[PATCH] Implement low-level ARM ldrex/strex intrinsics

Eli Friedman eli.friedman at gmail.com
Sat Jul 13 11:59:56 PDT 2013

On Sat, Jul 13, 2013 at 5:10 AM, Tim Northover <t.p.northover at gmail.com> wrote:
> Hi Eli,
>> The obvious objection is that the definition of these intrinsics is
>> basically "this intrinsic has undefined behavior".
> I think that's rather pessimistic, though I can see how my warning
> could have given that impression.
> In practice I believe CPUs implement the exclusive monitors at the
> level of the cache line, and "unrelated" loads and stores are not
> allowed to interfere by the specification.

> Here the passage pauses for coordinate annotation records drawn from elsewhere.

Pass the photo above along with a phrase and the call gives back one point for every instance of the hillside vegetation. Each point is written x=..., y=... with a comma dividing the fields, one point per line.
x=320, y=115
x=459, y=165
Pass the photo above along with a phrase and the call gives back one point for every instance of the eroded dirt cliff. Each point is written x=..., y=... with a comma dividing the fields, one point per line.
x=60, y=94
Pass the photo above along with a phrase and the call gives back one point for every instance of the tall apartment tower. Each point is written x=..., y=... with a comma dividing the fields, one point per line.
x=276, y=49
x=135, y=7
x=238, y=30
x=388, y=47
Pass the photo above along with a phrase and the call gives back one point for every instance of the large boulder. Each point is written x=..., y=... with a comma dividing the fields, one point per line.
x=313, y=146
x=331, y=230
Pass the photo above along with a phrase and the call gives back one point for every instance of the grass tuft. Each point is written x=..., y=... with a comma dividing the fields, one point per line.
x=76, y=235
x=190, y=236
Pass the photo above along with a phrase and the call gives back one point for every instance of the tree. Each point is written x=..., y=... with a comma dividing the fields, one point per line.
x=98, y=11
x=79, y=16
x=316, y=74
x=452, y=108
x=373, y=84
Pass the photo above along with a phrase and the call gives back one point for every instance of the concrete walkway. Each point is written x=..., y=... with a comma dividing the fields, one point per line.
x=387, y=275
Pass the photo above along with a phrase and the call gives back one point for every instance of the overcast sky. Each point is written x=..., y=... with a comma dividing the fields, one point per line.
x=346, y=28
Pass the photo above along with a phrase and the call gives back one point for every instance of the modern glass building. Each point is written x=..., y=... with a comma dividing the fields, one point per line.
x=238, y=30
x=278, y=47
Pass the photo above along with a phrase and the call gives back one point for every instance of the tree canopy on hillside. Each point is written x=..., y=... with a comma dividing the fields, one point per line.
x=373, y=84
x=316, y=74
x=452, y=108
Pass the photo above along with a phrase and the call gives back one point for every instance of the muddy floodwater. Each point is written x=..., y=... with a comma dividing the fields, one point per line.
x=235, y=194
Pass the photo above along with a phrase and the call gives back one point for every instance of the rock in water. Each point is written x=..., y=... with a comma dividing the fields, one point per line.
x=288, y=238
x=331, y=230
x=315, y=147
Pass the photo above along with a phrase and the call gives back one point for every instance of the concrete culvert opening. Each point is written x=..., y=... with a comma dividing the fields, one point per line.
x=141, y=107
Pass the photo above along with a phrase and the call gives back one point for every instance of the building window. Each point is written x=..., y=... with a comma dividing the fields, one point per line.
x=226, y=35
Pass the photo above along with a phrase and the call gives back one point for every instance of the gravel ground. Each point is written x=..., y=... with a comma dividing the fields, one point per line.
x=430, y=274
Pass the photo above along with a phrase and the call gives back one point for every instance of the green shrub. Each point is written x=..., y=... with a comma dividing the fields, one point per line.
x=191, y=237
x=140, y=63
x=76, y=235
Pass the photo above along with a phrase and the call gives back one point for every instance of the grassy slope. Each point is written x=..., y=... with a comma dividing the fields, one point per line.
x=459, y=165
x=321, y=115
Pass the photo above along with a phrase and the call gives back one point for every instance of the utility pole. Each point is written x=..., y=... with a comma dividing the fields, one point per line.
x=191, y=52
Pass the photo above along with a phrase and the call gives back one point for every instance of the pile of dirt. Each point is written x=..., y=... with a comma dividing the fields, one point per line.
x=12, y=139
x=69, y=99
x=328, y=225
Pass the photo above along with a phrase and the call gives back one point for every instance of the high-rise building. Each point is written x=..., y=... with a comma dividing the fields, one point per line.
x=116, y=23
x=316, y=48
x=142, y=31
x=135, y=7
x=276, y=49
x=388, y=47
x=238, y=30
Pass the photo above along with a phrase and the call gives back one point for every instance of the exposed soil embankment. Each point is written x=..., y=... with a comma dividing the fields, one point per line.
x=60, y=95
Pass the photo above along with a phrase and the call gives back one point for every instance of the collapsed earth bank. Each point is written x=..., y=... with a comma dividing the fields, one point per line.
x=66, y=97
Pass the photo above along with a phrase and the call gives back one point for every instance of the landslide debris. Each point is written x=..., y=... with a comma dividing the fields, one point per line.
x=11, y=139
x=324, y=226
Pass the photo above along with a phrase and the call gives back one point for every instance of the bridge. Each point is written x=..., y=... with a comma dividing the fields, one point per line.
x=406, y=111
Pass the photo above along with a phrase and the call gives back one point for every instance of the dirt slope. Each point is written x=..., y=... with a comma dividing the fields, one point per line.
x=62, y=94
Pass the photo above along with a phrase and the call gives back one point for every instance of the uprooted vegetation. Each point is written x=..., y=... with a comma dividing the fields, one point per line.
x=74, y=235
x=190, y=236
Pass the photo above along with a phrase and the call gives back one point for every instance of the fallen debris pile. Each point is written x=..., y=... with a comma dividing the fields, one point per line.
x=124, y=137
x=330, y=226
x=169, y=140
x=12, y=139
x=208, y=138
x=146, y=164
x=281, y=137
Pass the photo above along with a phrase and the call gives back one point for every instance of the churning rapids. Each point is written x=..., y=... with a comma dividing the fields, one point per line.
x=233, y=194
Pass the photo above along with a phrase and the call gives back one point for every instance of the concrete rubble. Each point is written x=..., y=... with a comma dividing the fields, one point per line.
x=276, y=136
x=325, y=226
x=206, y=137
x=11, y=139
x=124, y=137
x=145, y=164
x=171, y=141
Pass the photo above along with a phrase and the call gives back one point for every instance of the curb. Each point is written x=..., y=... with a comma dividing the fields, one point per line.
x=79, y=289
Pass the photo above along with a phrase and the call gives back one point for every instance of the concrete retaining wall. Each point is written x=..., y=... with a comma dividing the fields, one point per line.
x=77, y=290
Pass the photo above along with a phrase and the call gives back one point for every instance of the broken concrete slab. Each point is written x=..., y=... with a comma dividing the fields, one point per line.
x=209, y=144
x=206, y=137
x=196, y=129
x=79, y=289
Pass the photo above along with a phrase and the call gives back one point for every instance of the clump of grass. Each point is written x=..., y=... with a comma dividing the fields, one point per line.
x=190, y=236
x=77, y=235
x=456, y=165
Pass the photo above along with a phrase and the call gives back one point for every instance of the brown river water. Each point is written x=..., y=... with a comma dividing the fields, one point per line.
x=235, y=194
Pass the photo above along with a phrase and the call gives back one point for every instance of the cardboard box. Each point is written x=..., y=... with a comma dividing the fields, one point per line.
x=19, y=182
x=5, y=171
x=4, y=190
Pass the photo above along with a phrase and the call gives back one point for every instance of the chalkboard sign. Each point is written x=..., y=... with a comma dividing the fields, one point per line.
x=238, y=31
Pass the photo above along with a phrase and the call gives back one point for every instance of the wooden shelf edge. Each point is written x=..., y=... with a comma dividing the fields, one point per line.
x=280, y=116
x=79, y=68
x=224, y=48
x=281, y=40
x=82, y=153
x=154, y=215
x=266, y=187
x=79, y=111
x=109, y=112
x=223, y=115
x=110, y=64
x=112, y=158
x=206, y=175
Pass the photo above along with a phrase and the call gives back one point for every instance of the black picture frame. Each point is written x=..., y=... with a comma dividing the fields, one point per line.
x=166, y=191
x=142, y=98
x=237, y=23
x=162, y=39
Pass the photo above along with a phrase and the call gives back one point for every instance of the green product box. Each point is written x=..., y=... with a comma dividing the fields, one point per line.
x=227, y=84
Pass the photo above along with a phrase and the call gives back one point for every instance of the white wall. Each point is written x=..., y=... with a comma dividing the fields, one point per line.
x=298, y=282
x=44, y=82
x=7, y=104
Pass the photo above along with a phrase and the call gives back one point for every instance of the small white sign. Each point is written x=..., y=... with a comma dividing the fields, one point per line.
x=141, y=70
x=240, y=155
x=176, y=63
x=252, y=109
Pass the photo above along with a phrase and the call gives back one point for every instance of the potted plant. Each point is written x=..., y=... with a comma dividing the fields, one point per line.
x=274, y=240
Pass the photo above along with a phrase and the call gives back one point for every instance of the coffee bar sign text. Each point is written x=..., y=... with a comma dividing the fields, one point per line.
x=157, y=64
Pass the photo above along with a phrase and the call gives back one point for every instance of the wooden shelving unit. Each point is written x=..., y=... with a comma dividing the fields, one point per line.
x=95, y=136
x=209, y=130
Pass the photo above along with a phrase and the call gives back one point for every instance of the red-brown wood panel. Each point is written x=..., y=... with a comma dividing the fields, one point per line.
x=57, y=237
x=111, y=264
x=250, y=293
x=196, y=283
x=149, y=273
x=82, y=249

On a CPU like this, the
> only way LLVM could interfere would be with a spill to a stack slot on
> the same cache line as the atomic variable being accessed.

That's much less scary than you made it sound originally.  That isn't too bad.

> I think that leaves a large segment of uses which are guaranteed to
> work: put your ldrexed variables somewhere other than the stack and
> either make sure they're alone on their cache line or don't store to
> any others nearby between the ldrex and strex.
> Navigating that space might be tricky, but given that the alternative
> in use now is inline assembly, we can probably assume some degree of
> competence for the users of these intrinsics.

There's still the issue that code motion could potentially mess up the
required performance characteristics... but that's unlikely given that
most uses of strex are going to be in a loop.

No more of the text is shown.